Articulation Strategies: Sibilants

Strategies for /S/, /Z/, "CH", "SH", "DGE", and "ZH"

What is a sibilant?

Sibilants are a group of English sounds that are produced with a hissing sound. There are both voiced (/z/, "zh", and "dge") and voiceless (/s/, "sh", and "ch") sounds. There are fricatives, (/s/, /z/, "sh", and "zh") which are produced by pushing air to pass through an area of constriction in the mouth. There are also affricates, ("ch" and "dge"), which are produced by stopping the air and then pushing it through an area of constriction in the mouth.

Tricky Sounds: Correcting For Lateral Airflow By: Lisa M. Geary, M.S., CCC-SLP

In her post, Lisa discusses the importance of establishing the correct tongue position and frontal airflow stream for these sounds. She states, "These sounds must be produced with the tongue elevated to meet at the alveolar ridge or surrounding area. When the tongue is elevated at the alveolar ridge area, a slight groove is formed in which the airflow is directed in a stream out the front of the mouth."

According to Lisa, student must be educated on the correct placement of their tongue and correct airflow. Each therapy session should consist of education, discrimination, direct training, and practice. Education consists of the SLP instructing the student on correct tongue placement and frontal airflow stream. Discrimination consists of the student discriminating between correct/ incorrect targets produced by the SLP and the student as they advance in their skill set.

This technique can be used with the following sounds: /s/, /z/, "sh", "ch", "dge", and "zh".

The Butterfly Position By: Caroline Bowen, PhD

The butterfly position is a technique involving placing the tongue in a position in which is looks like a butterfly in your mouth. The position is similar to the placement of the tongue during the production of "i" as in win and "ee" as in me. The side of the tongue are slightly elevated, like the wings of a butterfly. The sides of the tongue make contact with the back teeth, creating central groove down the middle of the tongue where the body of the butterfly would be. This butterfly position is also the correct placement for /s/ and /z/, with the sides of the tongue pressed against the inside of the back teeth the air is directed through the central groove, out the front of the mouth and not out the sides of the mouth.

This technique should not be used:

- if the student can not produce /t/ and /d/ correctly

- is over the age of four years old

Steps to teaching the Butterfly Technique:

- Discuss the shape of a butterfly with its wings up

- Have the student produce "i" or "ee"

- Point out that the sides of their tongue are touching the inside of their back teeth

- Discuss how the edges of their tongue or the butterfly's wings should be pressed tightly against the inside of the teeth. NO floppy wings. Strong wings only.

- Using visuals a butterfly or your hands, assist the student in visualizing the central groove, the butterfly's body, in the middle of their tongue.

- Discuss with the student that the groove is used to shoot the air out of their mouth, using the central groove they will shoot the air straight out of their mouth.

- You may need to revisit the discussion and visual regarding having strong wings to reinforce the central groove to assist in shooting the air straight out the front of their mouth.

The Butterfly technique can be used to address the articulation of: /s/, /z/, "sh", and "zh".

Articulation Chain for Sound Placement and Production

After you have established a correct placement and articulation of /s/, instruct the student to maintain the same placement and turn on their voice or "motor" to produce a /z/ sound.

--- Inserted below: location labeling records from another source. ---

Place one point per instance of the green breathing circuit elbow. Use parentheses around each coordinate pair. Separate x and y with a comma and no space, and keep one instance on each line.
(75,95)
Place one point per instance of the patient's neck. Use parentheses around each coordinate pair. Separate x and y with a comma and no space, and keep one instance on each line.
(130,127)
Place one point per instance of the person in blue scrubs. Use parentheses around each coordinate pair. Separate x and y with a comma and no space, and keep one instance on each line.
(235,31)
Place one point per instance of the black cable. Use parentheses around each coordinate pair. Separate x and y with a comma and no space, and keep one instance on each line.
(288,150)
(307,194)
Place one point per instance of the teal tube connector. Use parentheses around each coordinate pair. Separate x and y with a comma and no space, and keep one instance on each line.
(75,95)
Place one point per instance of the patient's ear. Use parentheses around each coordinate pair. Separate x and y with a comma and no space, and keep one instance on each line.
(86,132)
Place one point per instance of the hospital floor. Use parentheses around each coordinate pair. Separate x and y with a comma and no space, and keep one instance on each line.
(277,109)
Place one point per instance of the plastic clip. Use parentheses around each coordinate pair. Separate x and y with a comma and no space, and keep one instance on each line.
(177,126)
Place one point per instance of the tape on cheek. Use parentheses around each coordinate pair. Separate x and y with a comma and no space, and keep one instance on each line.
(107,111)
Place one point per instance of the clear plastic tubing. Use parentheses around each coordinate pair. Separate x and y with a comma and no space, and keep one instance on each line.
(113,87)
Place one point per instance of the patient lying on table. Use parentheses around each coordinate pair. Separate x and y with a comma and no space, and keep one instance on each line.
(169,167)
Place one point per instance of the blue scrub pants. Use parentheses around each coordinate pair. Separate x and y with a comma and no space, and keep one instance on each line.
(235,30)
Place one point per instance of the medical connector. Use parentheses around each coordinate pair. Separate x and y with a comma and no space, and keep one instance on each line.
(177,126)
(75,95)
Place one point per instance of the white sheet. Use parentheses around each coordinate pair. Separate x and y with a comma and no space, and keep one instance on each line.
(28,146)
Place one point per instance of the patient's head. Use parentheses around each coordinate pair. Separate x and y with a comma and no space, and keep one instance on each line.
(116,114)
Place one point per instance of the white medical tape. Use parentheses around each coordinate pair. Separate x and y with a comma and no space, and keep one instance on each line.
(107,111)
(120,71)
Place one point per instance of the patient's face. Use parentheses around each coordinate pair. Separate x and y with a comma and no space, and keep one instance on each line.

After you have a correct placement and articulation of /s/, you can begin to teach the placement of "sh". One technique as described by John E. Riski, Ph.D. is retracting the tongue placement from an /s/ to achieve the correct placement and articulation of "sh". You will instruct the student to make their correct /s/ and then describe that they will slide or pull their tongue backwards in their mouth to correct'y produce "sh".

This same strategy could be used to transition from a /z/ to "zh".

The Association Method with E by Pam Marshalla

This technique was developed by Pam Marshalla, MA, CCC-SLP for the correct placement and articulation of "sh".

1) Have the student produce an exaggerated E and smile big!

2) Have the student whisper this E. (It will not sound like an "sh".)

3) Have the student round their lips while producing their whispered E. (If the student is unsuccessful at this point, move on to step 4. )

4) Have the student say E, whisper E, and then round their lips with a whispered E and elevate their jaw slightly.